5. Last August, the school district proposed a $55 million plant facility levy to rebuild Sandpoint Middle School, Northside School, most of Washington School, and address district-wide facility and maintenance needs identified as critical. The levy failed, with 65% voting against. Did you vote for or against it, and why? Do you believe the levy was addressing real needs? How should the district fund replacement and repair of schools?
I voted against it. Having attended the school board meetings during which the levy was discussed, it became obvious that it was flawed on many levels. Inadequately identified needs, questionable budget estimates, unconventional financing, an unexplained rush to get all projects done in two years, and purposely excluding the public from the facilities planning committee raised many questions. A couple of trustees voiced their concern but approved it anyway. In the future, each building's problems need to first be evaluated in-depth by industry experts, with proper budget estimates to determine if repair or replacement is the best course of action. Financing should be through a bond, not a levy, to prevent the heavy financial impact on citizens' taxes. Under those circumstances I would support a construction and maintenance bond – for one school at a time.

6. The recent $17 million supplemental instructional levy passed March 14, with 64% voting in favor. Did you vote for or against this levy, and why?
I supported the existing $15.7 million levy after attending all of the school board meetings during which the levy was discussed. I am aware that the state does not fully fund education and that therefore supplemental levies are a necessity, but I came away from these meetings with the conviction that some of the justifications for this particular levy were questionable. One of the seven options on the table during the discussions was the retention of the existing $15.7 million levy. That is the option I supported, and I believe that it would have passed without opposition by the community.

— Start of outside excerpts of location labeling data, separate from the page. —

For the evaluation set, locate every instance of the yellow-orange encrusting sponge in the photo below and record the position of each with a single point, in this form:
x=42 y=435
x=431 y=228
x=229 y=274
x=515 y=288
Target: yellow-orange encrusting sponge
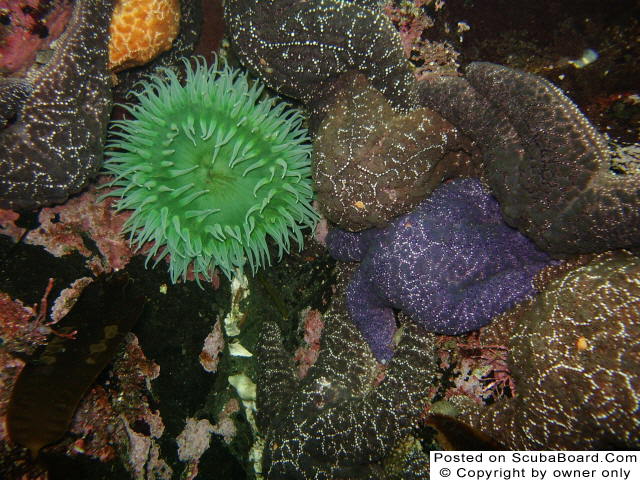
x=140 y=30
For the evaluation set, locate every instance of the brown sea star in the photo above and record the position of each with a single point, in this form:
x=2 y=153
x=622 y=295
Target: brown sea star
x=300 y=47
x=55 y=144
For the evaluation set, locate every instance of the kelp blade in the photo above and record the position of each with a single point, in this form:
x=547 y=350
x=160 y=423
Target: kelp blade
x=50 y=387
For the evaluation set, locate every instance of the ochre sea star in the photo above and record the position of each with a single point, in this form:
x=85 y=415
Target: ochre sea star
x=47 y=153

7. To bring down costs, would you support closing rural schools such as Clark Fork, Northside or Southside? Would you support larger class sizes? Would you support saving money on extracurricular activities, including athletics, by charging fees to participate?
All three of these topics would require in-depth study before raising them as alarmist topics during every recent supplemental levy. I am not aware that any studies have been done. It should be pointed out that school closures cannot happen at the direction of the district; they require a separate vote of the people. I believe a case could be made for smaller class sizes in the lower grades, whereas in the upper grades larger class sizes might be justified based on the college model. But, again, these issues need thorough study.

8. What changes, if any, would you seek in the district's curriculum?
• Common Core, later called Idaho Core, generated much opposition throughout the state since its inception and for many reasons, including its expense, testing requirements, and lack of local control. I would support repealing Common Core.
• I would like to study the district's current curriculum in depth to get a clear picture of it in the upcoming months.

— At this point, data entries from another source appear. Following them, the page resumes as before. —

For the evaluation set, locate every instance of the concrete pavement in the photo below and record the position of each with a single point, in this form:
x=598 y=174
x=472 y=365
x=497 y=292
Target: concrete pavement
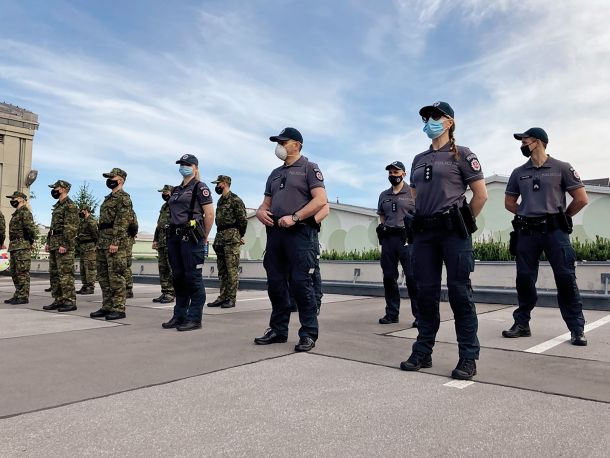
x=72 y=386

9. What do you see as the role of technology in education?
There is no doubt that technology education is important for students, whether they are college-bound or choose to go into trades, agriculture, service jobs, or the military. Technology is a permanent aspect of our economy, and with ever more advanced applications.

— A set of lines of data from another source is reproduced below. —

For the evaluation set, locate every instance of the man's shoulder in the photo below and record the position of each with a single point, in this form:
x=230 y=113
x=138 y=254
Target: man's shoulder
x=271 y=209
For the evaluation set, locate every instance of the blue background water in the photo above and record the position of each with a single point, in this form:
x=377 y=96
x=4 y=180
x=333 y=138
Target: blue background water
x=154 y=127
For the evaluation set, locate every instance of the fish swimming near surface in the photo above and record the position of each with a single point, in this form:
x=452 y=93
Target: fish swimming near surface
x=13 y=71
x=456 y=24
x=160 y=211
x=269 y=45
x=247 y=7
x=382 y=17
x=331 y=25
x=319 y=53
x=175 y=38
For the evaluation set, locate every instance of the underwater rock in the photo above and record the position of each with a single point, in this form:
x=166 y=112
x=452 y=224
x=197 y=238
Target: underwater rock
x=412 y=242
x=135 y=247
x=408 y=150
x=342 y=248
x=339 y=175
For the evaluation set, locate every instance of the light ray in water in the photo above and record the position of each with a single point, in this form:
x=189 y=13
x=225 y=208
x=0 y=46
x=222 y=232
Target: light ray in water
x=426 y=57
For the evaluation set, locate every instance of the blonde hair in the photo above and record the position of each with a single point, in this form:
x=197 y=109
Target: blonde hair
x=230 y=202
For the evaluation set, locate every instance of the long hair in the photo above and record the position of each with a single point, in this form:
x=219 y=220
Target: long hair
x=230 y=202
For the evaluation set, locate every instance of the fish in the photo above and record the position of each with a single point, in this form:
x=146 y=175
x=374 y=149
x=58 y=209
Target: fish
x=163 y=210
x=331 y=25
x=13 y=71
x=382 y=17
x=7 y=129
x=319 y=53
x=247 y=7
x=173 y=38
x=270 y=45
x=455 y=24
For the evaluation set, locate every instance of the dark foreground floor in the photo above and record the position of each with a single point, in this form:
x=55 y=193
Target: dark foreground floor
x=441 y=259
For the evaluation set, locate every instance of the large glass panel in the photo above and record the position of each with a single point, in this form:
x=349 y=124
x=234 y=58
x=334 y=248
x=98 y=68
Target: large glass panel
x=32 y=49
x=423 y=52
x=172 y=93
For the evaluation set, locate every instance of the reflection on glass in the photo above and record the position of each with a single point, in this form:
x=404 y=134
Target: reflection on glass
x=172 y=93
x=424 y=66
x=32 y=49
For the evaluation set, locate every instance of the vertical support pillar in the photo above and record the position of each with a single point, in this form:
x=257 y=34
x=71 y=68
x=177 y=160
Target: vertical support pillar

10. What, if anything, should our schools do about teaching values? Should our district teach about family life, sex education, AIDS? How should gay/LBGTQ issues be handled?
Values should first and foremost be taught at home, and support teaching them in schools as long as parental rights are respected in the process. I support teaching about AIDS as an important public health issue.  Gay/LGBTQ issues are in the news every day and should be addressed in a manner that neither promotes nor denigrates them.